Study Design: This research examined violent crime data collected from the Metro Nashville Police Department, the Portland Police Bureau, and the Tucson and South Tucson Police Departments for the years 1998 through 2002. The location and date of each crime was collected, and the data were geo-coded and aggregated to block groups and census tracts. Frequencies of crime for each category were averaged over the five years in the study period to control for anomalous years when there may have been an unexplained spike or fall in crime. Rates were then calculated using the population figures taken from 2000 Census data. Land use data for each city were obtained from the Metro Nashville government, the Portland Metro government, and the Pima County (AZ) Department of Transportation.
The crime data were collected from the records of the Metro Nashville Police Department, the Portland Police Bureau, and the Tucson and South Tucson Police Departments. Demographic information for Nashville, Portland, and Tucson were collected from 2000 Census data.
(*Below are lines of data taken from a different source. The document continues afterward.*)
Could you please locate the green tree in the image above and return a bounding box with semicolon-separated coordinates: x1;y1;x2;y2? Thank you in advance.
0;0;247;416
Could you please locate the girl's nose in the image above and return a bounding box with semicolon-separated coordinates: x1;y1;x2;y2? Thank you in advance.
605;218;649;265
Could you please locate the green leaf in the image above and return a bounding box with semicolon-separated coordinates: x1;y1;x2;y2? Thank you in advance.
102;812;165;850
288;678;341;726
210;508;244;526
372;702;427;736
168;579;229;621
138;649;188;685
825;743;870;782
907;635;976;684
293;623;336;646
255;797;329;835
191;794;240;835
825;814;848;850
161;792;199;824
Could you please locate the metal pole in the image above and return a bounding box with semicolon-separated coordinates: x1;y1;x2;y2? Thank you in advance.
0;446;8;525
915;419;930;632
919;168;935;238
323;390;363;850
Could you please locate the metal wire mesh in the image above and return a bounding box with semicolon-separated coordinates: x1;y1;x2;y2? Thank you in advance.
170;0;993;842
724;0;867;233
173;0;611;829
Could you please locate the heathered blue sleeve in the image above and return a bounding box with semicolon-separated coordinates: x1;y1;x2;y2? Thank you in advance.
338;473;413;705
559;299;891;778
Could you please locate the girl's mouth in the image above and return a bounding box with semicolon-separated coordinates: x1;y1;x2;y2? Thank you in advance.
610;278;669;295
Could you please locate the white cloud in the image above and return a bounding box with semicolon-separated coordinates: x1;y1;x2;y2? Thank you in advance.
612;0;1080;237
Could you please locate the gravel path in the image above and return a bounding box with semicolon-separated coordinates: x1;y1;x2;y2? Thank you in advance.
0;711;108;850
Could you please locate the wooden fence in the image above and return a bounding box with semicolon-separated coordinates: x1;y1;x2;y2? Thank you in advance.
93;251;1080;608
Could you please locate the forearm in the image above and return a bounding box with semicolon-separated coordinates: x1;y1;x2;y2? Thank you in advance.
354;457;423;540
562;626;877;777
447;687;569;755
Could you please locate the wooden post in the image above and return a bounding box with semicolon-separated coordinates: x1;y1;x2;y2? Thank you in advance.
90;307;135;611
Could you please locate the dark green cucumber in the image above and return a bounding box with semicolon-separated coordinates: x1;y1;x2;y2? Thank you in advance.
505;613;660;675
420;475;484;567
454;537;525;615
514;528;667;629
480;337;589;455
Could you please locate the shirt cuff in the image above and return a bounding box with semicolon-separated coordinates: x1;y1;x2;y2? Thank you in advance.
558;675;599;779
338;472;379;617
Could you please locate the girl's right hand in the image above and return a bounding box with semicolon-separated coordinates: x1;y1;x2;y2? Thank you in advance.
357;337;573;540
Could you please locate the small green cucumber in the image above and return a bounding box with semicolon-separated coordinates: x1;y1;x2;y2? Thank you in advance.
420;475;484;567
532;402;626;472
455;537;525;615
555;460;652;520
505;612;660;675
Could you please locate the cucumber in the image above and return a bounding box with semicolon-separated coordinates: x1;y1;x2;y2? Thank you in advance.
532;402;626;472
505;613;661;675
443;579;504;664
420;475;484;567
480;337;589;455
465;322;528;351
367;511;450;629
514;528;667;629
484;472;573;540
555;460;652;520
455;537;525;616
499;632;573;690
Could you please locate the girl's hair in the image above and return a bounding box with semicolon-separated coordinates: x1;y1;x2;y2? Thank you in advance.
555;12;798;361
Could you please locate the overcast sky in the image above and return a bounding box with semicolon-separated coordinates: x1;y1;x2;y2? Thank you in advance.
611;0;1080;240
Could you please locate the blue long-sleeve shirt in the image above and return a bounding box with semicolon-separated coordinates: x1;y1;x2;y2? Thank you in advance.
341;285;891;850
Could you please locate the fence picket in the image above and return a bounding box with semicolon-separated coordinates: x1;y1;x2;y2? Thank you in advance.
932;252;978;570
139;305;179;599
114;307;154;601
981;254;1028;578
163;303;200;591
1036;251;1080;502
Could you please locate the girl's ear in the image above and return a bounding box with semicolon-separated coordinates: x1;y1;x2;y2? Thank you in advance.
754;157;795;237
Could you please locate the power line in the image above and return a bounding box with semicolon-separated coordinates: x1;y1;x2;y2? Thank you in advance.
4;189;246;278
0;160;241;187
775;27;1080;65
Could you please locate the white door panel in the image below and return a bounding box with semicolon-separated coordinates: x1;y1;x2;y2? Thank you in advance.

Land use data for each city were collected from the Metro Nashville government, the Portland Metro government, and the Pima County Department of Transportation.
Description of Variables: These data contain 28 crime variables including: homicide, sexual assault, robbery, aggravated assault, burglary, larceny, motor vehicle theft, other assaults, stolen property, criminal damage, weapons, commercialized sex, sex offenses, narcotic drug laws, offenses against family and children, driving under the influence (DUI), liquor law, disorderly, and juvenile violations. Several demographic variables are included, such as median family income, percent of families with one parent and children under 18, percent of the population over 25 with a college degree, percent of the population living below the poverty level, percent of population unemployed, percent of the population who are African American, percent of the population who are Latino, percent of the population under age 18, and percent of households with five or more members. The data also include land use variables such as the percent of land in commercial uses, the percent of land in high intensity multifamily housing, and the percent of land in multiple land uses.